Though it’s not like I really believe most people are likely to be hit by a car while crossing against the light. I know of no randomized controlled trials comparing looking both ways to using instructional signage. Blindly crossing with the light, given the certainty that some driver will eventually miss their own signal, is unlikely to be an improvement over looking both ways and stepping into the intersection even while that orange hand is still glowing. (Of course, the opposite may be true for many of us; in my sleep-deprived or Twitter-distracted state, I am as likely to overlook an oncoming car as its driver is to miss a red light.) So, while I fully support programs encouraging injury prevention, I don’t ask others to wait for the light like I do, I don’t shake my head at the people who cross without waiting for the signal to change (well, everyone), roll my eyes, or give them dirty looks. Indeed, I don’t even think to myself that they shouldn’t be crossing; I’m much more likely to consider myself ridiculous for not joining them.
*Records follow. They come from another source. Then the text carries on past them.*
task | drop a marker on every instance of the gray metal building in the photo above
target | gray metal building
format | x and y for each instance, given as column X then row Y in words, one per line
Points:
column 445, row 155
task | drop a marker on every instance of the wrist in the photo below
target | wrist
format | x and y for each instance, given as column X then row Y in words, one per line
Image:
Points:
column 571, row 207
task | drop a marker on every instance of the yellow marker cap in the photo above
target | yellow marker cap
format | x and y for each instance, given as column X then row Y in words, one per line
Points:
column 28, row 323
So a strange thing happened as I approached that familiar crosswalk yesterday afternoon. No one else was there, and there wasn’t any traffic. I leaned on the chrome button and then tapped it a few extra times with my thumb, as usual wondering about the source of the so-obviously-wrong-that-it-could-actually-be-true old legend that requesting the signal change more than once in fact caused it to respond more slowly. Someone stepped up next to me. I don’t know if she was a hospital employee, student, patient, or just passerby. She stood there looking across the street. I checked; I still didn’t see any oncoming cars.
Someone else stopped and stood there with us. None of us speaking, at least two of the triumvirate at any point looking at our phones, neither hurried nor loitering, almost certainly appearing to the ever present hospital security guard and to the drivers waiting at the light on the cross street like we were up to no good (starting to make trouble in the neighborhood).
At this point, the story would be much more powerful if a car came barrelling around the corner, driver not paying a great deal of attention, driving straight through the crosswalk where would have been standing. I’d imagine what could’ve been, blood in the street, limbs mangled, feet pointing directions feet aren’t supposed to point. There would be shock both hemorrhagic and neurologic, anguish both physical and mental. Someone would be crying, though probably not me.
But no, there was no careening auto, no imagined accident, no devastating scenario set in my mind. Sure enough, not a single car passed down the (in fact, one-way) street we were waiting to cross before the signal changed to that albino perambulating all-clear icon encouraging us to step safely into the crosswalk. We stepped over to the opposite corner uneventfully, most of us off our phones, and went on our respective ways.
The moment had an immediate impact on me, though I still don’t know what exactly the impact meant. I thought briefly of the standard Ghandi “be the change” mantra (no, I’m not getting into the argument about whether the quote is accurate), but I can’t remotely suggest my vision for the betterment of humanity includes patiently and silently awaiting a marginally safer trip across the road. I considered a comment on the need to set a good example, as a physician, as an educator, ensuring I’m demonstrating that it’s possible to care for patients well without yelling at residents or being unbearable, but I don’t believe doing so silently is enough; those of us who attempt such things need to evangelize about them, to encourage others to do the same. I struggled to find meaning in this momentary connection, apparently simultaneously mundane and profound, with others who inexplicably chose to wait for the light.
As usual, the enlightenment came when I removed myself from the center of the scene. I’ve no real reason to think my unintroduced friends were intentionally or subconsciously following my example. I was there first, which almost never has the importance we tend to place upon it. Rather than being the leader, the pathfinder, the iconoclast, I was a guy standing on the sidewalk. A small number of people made the same decision I did, either out of habit and practice or spuriously for no real reason. Perhaps they had some of the same thoughts I did, perhaps not. For about 20 seconds, though, at the corner of Monument and Rutland, regardless of feeling ridiculous, being stared at, failing to understand our own minds, or even being entirely oblivious, we had something in common.